In our next two blogs we will expand on how the Global Digital Exemplar programme is working in our Acute hospitals and Mental Health Trusts, and our plans for the programme in the future.

Matthew Swindells

Matthew Swindells is NHS England’s National Director: Operations and Information.

He joined NHS England in May 2016 from the Cerner Group and his role as Senior Vice President for Population Health and Global Strategy.

Matthew is responsible for national performance of the NHS against the NHS Constitution Standards, assurance of Clinical Commissioning Groups, achieving a paperless NHS, information and technology programmes and investment in data.

He has over 25 years’ experience in health care services and has worked in the Department of Health as a Chief Information Officer and as a Senior Policy Advisor to the Secretary of State for Health.
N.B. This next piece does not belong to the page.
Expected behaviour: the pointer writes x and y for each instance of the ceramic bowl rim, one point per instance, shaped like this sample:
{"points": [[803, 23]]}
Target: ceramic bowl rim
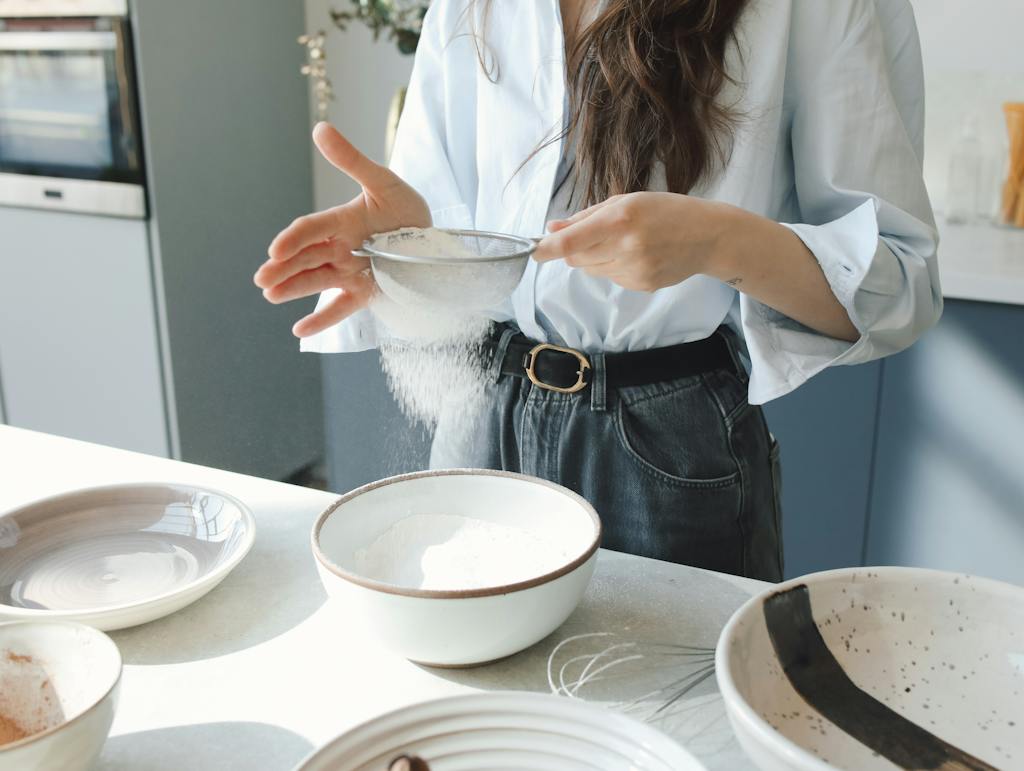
{"points": [[249, 538], [31, 738], [514, 695], [454, 594], [735, 702]]}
Prior to this he served as a Principal Adviser in the Prime Minister’s Office of Public Service Reform.

Matthew began his career at Guys and St Thomas’ Hospital in the early 1990s, and went on to become Director of Clinical Services of Heatherwood and Wexham Park Hospital and later Chief Executive of the Royal Surrey County Hospital, in the early 2000s.

He is visiting professor and chair of the advisory committee in the School of Health Management at the University of Surrey and Member of the Editorial Board for the Journal of Population Health Management.

Will Smart

Will Smart is Chief Information Officer (CIO) Health and Care in England.

A joint appointment between NHS England and NHS Improvement, Will is responsible for providing strategic leadership across the whole of the NHS to ensure that the opportunities that digital technologies offer are fully exploited to improve the experience of patients and carers in their interactions with health and social care; the outcomes for patients; and improved efficiencies in how care is delivered.

Prior to taking up this role, Will was Chief Information Officer at the Royal Free London NHS Foundation Trust for six years and. He first worked in the NHS in Wales and Northern Ireland during his placement year from university, before taking up an analytics role at St. Mary’s NHS Trust in London on graduation.

In addition to senior roles in the NHS, Will has worked as a management consultant with major assignments focussing on IT strategy, service transformation, major IT service and contract reviews and outsourcing.